Увы, в огромной армии чародеев лишь немногие сохраняют честь и достоинство порядочного человека, не прибегающего к сознательному обману. В значительной же массе работают люди, разменявшие совесть на купюру или престиж.
Примечательно следующее. Чудодеи кое в чем потеснили профессионалов фокуса. И размежевание между ними по тому же нравственному критерию. Профессионал не скрывает намерений. Предъявляя фокус как своего рода «честный обман», он не выдает иллюзию за полновесную монету, а только скрывает формулу обмана. Характерный эпизод. На конгрессе магов и волшебников в 1986 году в Италии факир Кумар, демонстрируя свое умение, был на целых 17 часов полностью зарыт в землю. После того, как его откопали, он заявил: «Истина — это истина, и реальность — это реальность. Волшебство — это не истина, это трюк».

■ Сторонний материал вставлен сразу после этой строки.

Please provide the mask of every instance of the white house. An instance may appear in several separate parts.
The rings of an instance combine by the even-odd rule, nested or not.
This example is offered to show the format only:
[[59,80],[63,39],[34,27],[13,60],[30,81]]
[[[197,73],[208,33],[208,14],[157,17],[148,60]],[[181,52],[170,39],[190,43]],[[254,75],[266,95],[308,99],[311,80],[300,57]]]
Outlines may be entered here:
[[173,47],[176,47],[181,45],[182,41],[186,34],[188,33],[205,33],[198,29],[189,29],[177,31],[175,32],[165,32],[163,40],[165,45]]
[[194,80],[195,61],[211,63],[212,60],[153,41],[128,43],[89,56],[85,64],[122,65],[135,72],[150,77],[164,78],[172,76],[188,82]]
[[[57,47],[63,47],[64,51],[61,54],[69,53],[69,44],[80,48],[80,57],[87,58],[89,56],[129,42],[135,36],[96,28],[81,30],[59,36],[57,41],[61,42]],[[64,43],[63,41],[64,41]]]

Совсем иное понимание профессиональной чести у ловцов оккультных сил, когда трюк выдается за правду.
Как видим, обращение к паранаучным эффектам имеет для ученого и оккультного деятеля расходящиеся цели. Поэтому научный исследователь имеет право обращаться к паранаучной теме, для него не должно быть запретных зон. Проблема в другом: продиктовано ли такое обращение интересом к явлению или оно имеет иной подтекст: некритическое внимание к фактам, попустительство сомнительной деятельности, вообще отход от моральных норм.
Итак, границу между наукой и лженаукой прочерчивает не внутренняя науке гносеологическая (теоретико-познавательная) линия, а нравственно-этическая. Верно, нравственный показатель воспринимается здесь чужим, пришедшим со стороны. Однако, останавливаясь в решении дилеммы на позиции «рационально — иррационально» и еще сильнее «истина — ложь», мы ходим по кругу, разомкнуть который и помогает этот моральный критерий.
Конечно, еще лучше было бы искать решение на полях практического оправдания. Но оно свои достоинства развертывает обычно лишь во времени, а нам надо определиться и отсечь лженауку здесь, сейчас. Словом, как ни поворачивай, однозначных ответов не отыскивается.
Применяя этические оценки, надо помнить, что это лишь первые шаги в отборе исследовательских результатов. Затем вступают в силу уже собственно научные показатели с точки зрения истинности или ложности и еще более строго — с позиций новизны. Ведь может быть так, что знание добыто честным путем, но оно не в ладах с истиной, либо, если и в ладах, ничего нового не несет. Роль «этического сторожа» та, что сначала необходимо избавить науку от сознательных искажений и уже потом подвергнуть результаты исследований анализу с точки зрения собственно познавательных характеристик (научно, истинно), до которых в самом начале движения бывает порой трудно подняться.
Ясно, что нравственные постулаты далеко не всегда в силах оградить науку от лженауки. Но они по крайней мере предостерегают от одного. В науку нельзя идти с нечестными помыслами. Соприкасаясь с таинственным, непонятным, ученый способен сделать неверный шаг, извлечь ошибочные заключения, которые, возможно, покажутся ему безупречными. Мы доверяем науке, ученым. Поэтому они не имеют права ни вступать на дорогу обмана, ни позволить увлечь себя по этой шаткой дороге, неизбежно ведущей в топи лженауки. И единственная гарантия от этих недугов — честный, непредвзятый исследовательский труд.
Лженаука спасает науку
Войдем в XI–XIII и еще в более прежние столетия, к тому отрезку науки, который с высоких холмов ее последующего величия смотрится как лженаучный. Но справедливо ли накладывать на первичную мысль сей живучий штамп? И так ли уж правы те, кто это делает?
Конечно, многое из того неуверенного состояния заслуживает быть оприходованным именно по графе псевдознания. И все-таки отнюдь не целиком. Были, конечно, напрасно затраченные усилия, но были и посевы, которые принесли какие ни на есть плоды. Потому также и здесь необходимо нравственно-этическое просвечивание усердий тех далеких искателей истин. В гуще событий давно истаявших дней мы определенно найдем не только измышления, но и размышления, из которых позднее будут возделаны урожайные сорта.
Начать с того, что исторические формы пробуждающегося знания были для своего времени единственными, куда вливались там и тут бесприютно появлявшиеся факты. Примитивные теории астрологии, алхимии, иридологии, да и иже с ними все же сумели прочертить основные ориентиры будущих научных дисциплин. Они смягчали напряженность дефицита тех видов деятельности, потребность в которых поддерживалась страстью к разгадке обступавших человека тайн. Иных, более зрелых форм удовлетворения этой страсти тогдашнее человечество еще не выплавило. Пусть правила бал магия, пусть первые химики, вооружившись фантастическими рецептами, искали универсальное лекарство, крупно ошибались, это не заслонит полезной работы первоподвижников.